How do I emotionally separate myself and not feel personally attacked and wounded from my SDs manipulative behavior regarding me...and what she says to her father to that end? Shes not even 9...why do I get so upset? And, also, how do I deal with the jealousy of the simple fact that my fiance has a child? I find it really really hard to understand why he even wants her around. (I know on a logical level...he's her father.) But I just find her to be irritating as all hell and an extra burden to me. Especially since she is manipulating the crap out of her father and apparently struggling for power with me. Who knew that 8 year olds even did that...spoiled.

kmigs26's picture

I have never voiced to her that she isn't allowed to choose. It's never come up before. She knows that I'm choosing colors for the rest of the house. Not out of control but because my fiancé wants me to. He doesn't trust his own design technique. I am irritated bc she told her father an outright lie. Li never told her she couldn't paint the room.
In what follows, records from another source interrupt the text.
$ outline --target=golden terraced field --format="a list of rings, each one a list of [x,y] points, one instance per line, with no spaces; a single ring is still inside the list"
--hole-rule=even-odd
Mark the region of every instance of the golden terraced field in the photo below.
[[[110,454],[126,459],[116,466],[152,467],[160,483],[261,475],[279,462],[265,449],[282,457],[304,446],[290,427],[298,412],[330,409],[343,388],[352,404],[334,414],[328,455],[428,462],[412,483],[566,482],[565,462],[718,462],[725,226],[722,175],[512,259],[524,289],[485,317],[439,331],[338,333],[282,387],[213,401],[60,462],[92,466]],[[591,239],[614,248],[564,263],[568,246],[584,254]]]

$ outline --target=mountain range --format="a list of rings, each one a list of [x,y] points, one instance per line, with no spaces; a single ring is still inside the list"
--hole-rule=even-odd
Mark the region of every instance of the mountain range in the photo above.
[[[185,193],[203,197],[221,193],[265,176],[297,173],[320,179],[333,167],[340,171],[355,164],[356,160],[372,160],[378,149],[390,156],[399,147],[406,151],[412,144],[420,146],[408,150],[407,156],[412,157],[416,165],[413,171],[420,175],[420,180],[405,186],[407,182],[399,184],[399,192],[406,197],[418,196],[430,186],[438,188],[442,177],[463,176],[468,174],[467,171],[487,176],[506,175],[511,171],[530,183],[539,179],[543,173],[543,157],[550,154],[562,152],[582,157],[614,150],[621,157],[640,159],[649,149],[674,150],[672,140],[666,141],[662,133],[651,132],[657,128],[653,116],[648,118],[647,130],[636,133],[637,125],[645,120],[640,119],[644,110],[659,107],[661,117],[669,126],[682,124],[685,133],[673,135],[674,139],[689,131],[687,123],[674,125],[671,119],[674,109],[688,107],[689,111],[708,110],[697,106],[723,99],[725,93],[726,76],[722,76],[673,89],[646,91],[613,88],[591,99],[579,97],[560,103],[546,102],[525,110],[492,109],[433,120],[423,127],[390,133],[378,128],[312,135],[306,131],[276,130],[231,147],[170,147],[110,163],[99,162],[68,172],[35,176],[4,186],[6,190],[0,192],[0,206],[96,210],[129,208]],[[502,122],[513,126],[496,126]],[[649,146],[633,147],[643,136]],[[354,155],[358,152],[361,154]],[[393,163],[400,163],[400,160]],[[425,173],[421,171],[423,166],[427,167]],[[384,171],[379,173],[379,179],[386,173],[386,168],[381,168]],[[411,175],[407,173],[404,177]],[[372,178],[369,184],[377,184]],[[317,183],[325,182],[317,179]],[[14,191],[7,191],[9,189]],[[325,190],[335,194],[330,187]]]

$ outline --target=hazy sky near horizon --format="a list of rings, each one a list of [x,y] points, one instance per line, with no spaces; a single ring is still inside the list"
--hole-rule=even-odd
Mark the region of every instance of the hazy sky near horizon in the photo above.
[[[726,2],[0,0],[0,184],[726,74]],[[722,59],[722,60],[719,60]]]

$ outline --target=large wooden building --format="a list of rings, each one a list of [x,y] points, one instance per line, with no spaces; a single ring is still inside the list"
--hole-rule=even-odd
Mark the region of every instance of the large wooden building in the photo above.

I am realizing lately that I'm not going to allow it because she changes her mind every two seconds anyway. First she wanted blue. Then yellow. Then hot pink. Now back to blue. So I'm painting the room a neutral color that makes sense and will make sense in the future. I didn't get to pick my room out at 8. 8 year olds don't have the capacity to see the consequence of their decision in the future. That I know for sure because I work with kids all day every day. I am also not going to pain the room multiple times for no reason. Money is tight. So I'm not going and buying paint to then buy it again in a year. It's unreasonable for my fiancé to paint the same room twice in such a short period of time. So the decision has been made. My fiance is 100% on board. She can pick out things that aren't permanent.

kmigs26's picture

Also, I go out of my way for my SD. My fiancé has no doubt that I do. So he isn't confused. At all.

kmigs26's picture

My SD is agreeable at times. Other times she says the exact opposite of what her dad and I say. I think she gets that from her mom. If I thought that we could pick a decent color without a hissy fit and tears that I definitely would do that. I just don't think it's a possibility. Stuff that I can easily replace I have no problem with her having input on. I also think it's a good lesson for her bc she tends to demand control over her father. I think with my support he might be more prone to (for lack of a better term) grow a damn pair and stop acting like a child himself!